River Brain, Witham
1940
watercolor
From the collection of Victoria and Albert Museum
1940
watercolor
From the collection of Victoria and Albert Museum
River Brain, Witham is a 1940 watercolor by H. E. Du Plessis, held at Victoria and Albert Museum.
This watercolour shows a quiet Essex scene by the River Brain near Witham. Painted around 1940, it mixes old cottages with modern phone lines. The artist worked outdoors, leaving ragged paper edges where it tore from a sketchbook. Du Plessis didn’t hide the changes around him. While others smoothed over progress, he kept the wires visible. Look up the artist next: Du Plessis, H. E.

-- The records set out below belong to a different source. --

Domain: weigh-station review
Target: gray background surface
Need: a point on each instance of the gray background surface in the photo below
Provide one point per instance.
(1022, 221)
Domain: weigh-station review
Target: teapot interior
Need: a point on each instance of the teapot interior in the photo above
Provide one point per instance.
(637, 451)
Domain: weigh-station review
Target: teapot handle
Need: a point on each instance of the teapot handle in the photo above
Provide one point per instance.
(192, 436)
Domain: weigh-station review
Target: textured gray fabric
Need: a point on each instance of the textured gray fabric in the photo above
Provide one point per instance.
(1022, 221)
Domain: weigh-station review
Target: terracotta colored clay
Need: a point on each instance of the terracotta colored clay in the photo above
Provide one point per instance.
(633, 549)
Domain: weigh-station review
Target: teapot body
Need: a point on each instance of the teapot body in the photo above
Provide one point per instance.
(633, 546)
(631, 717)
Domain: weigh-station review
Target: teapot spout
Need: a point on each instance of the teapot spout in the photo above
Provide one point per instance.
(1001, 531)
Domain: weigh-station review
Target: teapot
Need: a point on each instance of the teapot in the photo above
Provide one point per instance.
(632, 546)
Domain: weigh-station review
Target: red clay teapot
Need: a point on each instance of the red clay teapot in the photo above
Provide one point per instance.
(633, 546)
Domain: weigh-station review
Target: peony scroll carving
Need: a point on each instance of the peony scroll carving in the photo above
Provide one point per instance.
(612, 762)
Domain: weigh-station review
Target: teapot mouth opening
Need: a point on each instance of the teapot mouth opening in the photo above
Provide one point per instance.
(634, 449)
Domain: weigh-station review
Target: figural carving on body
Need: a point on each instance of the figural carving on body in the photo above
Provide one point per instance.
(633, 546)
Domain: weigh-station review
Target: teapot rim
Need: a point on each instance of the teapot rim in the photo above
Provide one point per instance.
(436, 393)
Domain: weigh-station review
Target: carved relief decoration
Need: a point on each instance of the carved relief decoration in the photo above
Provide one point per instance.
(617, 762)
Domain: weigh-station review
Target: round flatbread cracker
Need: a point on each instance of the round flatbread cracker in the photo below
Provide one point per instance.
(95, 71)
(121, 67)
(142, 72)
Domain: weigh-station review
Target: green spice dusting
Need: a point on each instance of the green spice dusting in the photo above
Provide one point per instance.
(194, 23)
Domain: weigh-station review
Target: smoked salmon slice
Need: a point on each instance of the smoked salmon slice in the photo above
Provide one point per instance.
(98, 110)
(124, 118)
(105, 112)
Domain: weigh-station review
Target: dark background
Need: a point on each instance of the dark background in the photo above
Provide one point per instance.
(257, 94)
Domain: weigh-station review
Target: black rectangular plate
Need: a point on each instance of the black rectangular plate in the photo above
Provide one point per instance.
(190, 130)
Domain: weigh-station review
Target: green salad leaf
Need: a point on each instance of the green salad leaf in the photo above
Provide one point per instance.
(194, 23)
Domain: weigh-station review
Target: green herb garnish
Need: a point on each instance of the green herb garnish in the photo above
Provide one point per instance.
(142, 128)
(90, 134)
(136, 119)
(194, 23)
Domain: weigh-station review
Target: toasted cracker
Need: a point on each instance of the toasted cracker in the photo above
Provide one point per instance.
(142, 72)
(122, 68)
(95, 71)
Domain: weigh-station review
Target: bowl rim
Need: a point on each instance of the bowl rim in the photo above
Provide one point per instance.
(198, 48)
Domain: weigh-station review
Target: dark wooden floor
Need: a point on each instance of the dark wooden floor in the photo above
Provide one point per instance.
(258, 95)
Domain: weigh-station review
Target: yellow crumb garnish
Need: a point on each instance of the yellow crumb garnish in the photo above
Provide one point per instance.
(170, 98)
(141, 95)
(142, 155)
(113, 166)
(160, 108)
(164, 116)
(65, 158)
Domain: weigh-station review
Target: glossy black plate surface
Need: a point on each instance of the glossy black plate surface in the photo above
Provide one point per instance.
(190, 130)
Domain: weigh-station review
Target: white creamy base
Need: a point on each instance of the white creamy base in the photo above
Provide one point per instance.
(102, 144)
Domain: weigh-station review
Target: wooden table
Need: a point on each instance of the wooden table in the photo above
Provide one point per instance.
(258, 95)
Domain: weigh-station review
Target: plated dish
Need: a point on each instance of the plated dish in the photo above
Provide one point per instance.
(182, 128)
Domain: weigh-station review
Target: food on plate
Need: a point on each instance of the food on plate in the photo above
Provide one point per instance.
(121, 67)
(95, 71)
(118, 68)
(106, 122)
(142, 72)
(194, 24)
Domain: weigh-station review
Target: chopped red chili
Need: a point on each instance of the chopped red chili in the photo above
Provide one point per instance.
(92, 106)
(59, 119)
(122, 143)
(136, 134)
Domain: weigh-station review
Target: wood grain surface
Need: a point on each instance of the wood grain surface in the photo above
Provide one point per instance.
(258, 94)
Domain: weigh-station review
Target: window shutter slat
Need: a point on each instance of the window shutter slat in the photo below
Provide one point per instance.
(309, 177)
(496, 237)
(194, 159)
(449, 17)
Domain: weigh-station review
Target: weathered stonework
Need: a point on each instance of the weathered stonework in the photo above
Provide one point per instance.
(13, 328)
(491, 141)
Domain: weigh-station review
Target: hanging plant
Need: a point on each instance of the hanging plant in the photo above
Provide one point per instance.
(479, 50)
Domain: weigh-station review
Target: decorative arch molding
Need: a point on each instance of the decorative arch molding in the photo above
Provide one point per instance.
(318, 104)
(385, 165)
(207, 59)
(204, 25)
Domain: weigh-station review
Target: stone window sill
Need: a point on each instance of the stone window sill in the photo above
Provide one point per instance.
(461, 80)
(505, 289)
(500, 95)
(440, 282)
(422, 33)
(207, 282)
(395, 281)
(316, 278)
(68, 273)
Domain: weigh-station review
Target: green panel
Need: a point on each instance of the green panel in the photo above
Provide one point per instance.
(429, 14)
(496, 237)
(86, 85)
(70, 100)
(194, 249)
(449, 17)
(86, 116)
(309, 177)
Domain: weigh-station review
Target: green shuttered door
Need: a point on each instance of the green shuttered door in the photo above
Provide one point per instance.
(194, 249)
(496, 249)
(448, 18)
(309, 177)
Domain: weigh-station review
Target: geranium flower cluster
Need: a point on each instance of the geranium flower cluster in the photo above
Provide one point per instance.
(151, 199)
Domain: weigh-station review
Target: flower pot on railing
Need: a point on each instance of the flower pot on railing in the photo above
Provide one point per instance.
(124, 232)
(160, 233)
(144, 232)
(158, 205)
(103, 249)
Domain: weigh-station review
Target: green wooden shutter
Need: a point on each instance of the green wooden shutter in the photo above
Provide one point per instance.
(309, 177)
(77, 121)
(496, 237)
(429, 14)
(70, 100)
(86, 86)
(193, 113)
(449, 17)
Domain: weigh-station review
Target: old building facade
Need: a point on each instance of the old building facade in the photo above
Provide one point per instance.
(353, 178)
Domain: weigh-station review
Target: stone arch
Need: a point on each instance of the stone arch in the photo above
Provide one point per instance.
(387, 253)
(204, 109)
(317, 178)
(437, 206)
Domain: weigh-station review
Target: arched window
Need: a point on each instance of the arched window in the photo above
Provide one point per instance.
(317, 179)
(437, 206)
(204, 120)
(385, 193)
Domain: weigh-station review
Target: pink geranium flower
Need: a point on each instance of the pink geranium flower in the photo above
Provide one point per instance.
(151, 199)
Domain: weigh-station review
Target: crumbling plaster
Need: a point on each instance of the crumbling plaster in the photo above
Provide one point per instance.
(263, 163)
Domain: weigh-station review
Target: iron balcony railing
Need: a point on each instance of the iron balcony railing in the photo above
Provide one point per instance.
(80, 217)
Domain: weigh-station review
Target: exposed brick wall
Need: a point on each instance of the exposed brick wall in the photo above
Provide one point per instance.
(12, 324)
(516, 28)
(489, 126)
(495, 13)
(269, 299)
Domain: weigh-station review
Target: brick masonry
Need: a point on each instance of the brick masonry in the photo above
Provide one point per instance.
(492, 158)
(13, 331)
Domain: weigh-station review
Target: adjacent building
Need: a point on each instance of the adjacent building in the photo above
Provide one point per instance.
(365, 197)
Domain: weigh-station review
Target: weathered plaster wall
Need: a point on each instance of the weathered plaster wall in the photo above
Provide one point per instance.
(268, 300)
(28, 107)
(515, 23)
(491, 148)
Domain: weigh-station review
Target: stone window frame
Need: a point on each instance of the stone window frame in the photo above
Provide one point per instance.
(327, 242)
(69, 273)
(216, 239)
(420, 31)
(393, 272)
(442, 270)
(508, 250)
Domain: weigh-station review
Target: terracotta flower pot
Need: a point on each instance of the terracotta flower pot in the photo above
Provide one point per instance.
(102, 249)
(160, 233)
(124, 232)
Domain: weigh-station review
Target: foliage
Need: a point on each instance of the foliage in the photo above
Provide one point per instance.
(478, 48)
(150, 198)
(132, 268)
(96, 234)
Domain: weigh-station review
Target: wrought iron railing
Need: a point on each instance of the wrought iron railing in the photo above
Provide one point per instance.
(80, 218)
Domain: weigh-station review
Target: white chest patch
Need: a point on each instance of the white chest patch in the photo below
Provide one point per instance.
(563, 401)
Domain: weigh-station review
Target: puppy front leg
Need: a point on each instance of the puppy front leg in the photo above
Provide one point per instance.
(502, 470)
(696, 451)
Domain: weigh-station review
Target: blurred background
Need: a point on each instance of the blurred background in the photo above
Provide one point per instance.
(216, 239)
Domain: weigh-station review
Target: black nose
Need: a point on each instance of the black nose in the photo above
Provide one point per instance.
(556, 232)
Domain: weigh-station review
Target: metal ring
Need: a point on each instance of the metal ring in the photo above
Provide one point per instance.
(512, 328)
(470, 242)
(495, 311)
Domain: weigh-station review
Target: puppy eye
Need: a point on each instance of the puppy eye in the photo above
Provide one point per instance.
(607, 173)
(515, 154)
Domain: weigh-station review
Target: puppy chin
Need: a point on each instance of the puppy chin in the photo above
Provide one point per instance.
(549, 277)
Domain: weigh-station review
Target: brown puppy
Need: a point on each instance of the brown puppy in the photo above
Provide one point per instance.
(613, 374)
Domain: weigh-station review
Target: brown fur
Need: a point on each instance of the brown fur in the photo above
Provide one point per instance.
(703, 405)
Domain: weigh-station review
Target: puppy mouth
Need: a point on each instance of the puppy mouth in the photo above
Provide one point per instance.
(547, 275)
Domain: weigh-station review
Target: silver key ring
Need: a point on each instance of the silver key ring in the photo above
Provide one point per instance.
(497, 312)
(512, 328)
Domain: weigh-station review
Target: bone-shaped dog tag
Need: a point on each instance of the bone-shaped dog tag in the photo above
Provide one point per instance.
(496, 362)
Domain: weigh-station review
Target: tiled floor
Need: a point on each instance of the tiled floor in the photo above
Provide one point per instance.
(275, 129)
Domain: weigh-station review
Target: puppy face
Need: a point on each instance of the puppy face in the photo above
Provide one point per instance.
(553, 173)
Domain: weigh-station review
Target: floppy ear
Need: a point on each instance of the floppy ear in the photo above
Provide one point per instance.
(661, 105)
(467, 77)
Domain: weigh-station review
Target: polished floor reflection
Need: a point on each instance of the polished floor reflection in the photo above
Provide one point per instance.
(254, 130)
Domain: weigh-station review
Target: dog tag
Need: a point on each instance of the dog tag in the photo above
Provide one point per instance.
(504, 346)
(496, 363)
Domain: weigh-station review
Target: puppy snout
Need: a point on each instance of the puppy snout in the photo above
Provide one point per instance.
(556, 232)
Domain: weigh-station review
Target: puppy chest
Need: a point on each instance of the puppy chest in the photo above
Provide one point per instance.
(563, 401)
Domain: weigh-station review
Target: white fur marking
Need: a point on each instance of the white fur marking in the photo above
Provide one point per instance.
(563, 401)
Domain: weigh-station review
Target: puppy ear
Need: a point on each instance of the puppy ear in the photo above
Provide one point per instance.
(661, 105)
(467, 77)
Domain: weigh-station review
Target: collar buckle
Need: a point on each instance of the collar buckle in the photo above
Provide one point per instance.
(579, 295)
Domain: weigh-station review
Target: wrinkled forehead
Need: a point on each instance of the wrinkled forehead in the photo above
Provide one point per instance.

A watercolour by H. E. Du Plessis from 1940 depicts the River Brain flowing through a meadow near Witham, Essex, under a sunny sky. The scene includes a post-and-wire fence along the right bank and visible telephone poles and wires on the left, reflecting signs of modern progress. The top edge shows the ragged tear from a sketchbook’s spiral binding, indicating the work was likely painted on-site. The piece is part of the *Recording Britain* collection, documenting British landscapes during the Second World War.
Read the full account in the museum source.
A South Wales watercolor artist active around 1940, H. E. Du Plessis painted the everyday buildings and lanes of Glamorganshire. Brush in hand, he recorded places like the low stone Jesus Hospital in Bray and the…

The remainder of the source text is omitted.